On Mon, Nov 20, 2017 at 02:44:03PM -0500, Paul Winalski wrote:
System/360/370 had a radically different I/O model.
I/O devices and
their control units were connected to specialized coprocessors called
I/O channels. Devices were addressed via a number with three hex
digits, the first of which was the channel number. The CPU had an
instruction called start I/O (SIO) that took as parameters a device
address and the address of a series of channel command words (CCWs)
that indicated to the channel the I/O operation to perform and its
parameters (such as the address of the I/O buffer in main memory).

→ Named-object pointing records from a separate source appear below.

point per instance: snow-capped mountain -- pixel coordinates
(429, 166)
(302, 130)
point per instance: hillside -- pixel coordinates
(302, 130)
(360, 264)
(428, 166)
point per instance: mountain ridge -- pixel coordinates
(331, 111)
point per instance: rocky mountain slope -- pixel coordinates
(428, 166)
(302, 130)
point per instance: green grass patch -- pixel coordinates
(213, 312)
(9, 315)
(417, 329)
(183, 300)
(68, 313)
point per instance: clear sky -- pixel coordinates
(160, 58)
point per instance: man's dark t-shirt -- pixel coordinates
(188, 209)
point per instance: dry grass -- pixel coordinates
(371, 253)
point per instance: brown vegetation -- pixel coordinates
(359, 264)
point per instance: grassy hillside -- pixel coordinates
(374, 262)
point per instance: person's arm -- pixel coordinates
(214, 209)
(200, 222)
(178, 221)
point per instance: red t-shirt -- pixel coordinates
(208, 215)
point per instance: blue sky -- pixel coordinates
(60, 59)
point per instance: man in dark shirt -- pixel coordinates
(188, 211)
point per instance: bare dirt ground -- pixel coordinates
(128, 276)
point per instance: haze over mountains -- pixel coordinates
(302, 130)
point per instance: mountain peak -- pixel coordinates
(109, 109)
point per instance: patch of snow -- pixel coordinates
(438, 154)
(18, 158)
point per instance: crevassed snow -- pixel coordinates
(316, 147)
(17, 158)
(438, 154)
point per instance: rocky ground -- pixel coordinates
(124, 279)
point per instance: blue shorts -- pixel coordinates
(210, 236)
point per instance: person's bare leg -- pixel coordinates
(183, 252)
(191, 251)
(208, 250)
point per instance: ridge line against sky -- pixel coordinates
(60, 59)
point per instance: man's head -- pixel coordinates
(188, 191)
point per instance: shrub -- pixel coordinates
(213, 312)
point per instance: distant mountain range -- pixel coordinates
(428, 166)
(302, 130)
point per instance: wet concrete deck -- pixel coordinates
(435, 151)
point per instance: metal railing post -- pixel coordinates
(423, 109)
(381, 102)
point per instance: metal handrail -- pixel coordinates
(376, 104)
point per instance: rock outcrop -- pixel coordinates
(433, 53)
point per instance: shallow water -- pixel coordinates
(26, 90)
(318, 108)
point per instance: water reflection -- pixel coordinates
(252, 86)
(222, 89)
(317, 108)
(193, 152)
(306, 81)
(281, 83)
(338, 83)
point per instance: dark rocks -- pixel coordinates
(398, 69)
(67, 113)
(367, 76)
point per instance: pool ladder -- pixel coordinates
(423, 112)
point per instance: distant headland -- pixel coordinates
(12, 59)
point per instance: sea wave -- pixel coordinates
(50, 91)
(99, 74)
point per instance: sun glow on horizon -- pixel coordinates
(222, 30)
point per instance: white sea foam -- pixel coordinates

The CPU was notified of I/O termination by three interrupts:
channel-end (the I/O channel reached the end of its channel program),
control-unit-end (the I/O control unit completed a command), and
device-end (the I/O device completed a command).
Yep, familiar with this model. I wrote a device driver for the Unix
side of an I/O channel (talking to an Ibis disk if I recall correctly).
I didn't find it hard, the I/O channel processor did all the real work,
talking to it was sort of like doing networking.
Truth be told, it was a polling driver, this was early on in the ETA-10
days and interrupts on the I/O channel didn't work. So that simplified
the driver to the point that it was almost trivial.
I get that PDP-11 and VAX used memory mapped I/O but was that somehow
exposed above the device driver layer? If so, I missed that, because
I had no conceptual or technical problem with talking to an I/O channel,
it was pretty easy. And I suck at writing drivers.